Keine Lust auf Debatten. Eigentlich nur auf intelligentes Geblödel, empathische Zustimmung, visionäres Gedankengut und übertriebene Komplimente. Alles andere nervt. Und ab und zu ein paar exquisite Lästereien, von wegen Salz in der Suppe. Und für den großen kosmischen Ausgleich. Was mich persönlich auch noch sehr langweilt, wenn jemand nicht den Horizont hat, das Konzept von Genugtuung (schreibt man das wirklich mit zwei u? Sieht ja komisch aus) zu begreifen. Greift bedauerlicherweise um sich. Vermutlich von dieser – für mich persönlich – ausgesprochen langweiligen Buddhisten-Mode her rührend (oder schreibt man das zusammen?). Schnarch.
<3
Aber auch Ihr Kommentar lässt (wie
eigentlichimmer!) wenig zu wünschen übrig!Erstaunlich, dass ich Gleichgesinnte finde.
[ironiefrei]
Moden in Sachen Weltanschauung sind meine Sache nicht! Dafür bin ich auch endlich (Ende gut, alles gut) zu alt. Aber man setzt sich natürlich auseinander. Mit diesem und jenem, was einem so angetragen und nahegelegt wird. Für labile Zeitgenossen stehe ich gelegentlich beratend zur Verfügung. (Wiederum meine private selbstgebaute Falle, aber das ist ein anderes Thema – orientierungslos fließendes Wasser drängt zum Hafen…)

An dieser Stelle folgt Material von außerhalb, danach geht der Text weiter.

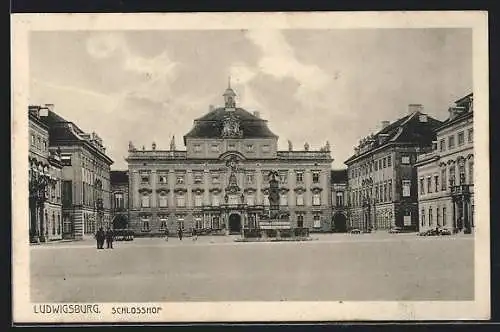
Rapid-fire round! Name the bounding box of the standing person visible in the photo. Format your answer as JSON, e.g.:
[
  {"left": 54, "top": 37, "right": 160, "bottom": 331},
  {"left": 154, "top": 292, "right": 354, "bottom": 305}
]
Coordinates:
[
  {"left": 106, "top": 228, "right": 113, "bottom": 249},
  {"left": 165, "top": 227, "right": 168, "bottom": 242},
  {"left": 95, "top": 227, "right": 105, "bottom": 249}
]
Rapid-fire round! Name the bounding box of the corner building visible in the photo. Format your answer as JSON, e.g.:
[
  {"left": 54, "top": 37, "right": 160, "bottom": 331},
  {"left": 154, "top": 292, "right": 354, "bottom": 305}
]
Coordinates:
[
  {"left": 345, "top": 104, "right": 441, "bottom": 231},
  {"left": 416, "top": 94, "right": 474, "bottom": 233},
  {"left": 127, "top": 86, "right": 332, "bottom": 235}
]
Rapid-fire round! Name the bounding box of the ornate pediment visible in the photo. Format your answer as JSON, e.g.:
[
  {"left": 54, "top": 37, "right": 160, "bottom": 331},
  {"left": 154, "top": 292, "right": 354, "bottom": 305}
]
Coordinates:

haha! Zu substanzieller. Bissfester.
Ich stimme zu. Souveräne Gelassenheit impliziert allerdings auch den souveränen, nonchalanten Einsatz zielführender Aggression, ja rührt sie nicht letztlich von jener? Ihre Worte. Ist das nicht auch ein Credo in diesen asiatischen Kampfkünsten? Die sind mir insgesamt recht sympathisch, schon vom Zuschauen her! Dieses geschmeidig effiziente Zack Zack. Sehr schön. Lautlos fliegt der Kopf weg.
zack zack
Ich gedenke am Wochenende eine Familienveranstaltung schlicht zu schwänzen. Einen gut gewärmten Sake-Becher Genugtuung daraus schlürfend! Nicht (mehr) mit mir! Vielleicht ziehe ich dazu meinen alten Karate-Anzug an! HA! (Der erfrischende Fuck-you-Aspekt im Buddhismus, ruhigsten Geistes!)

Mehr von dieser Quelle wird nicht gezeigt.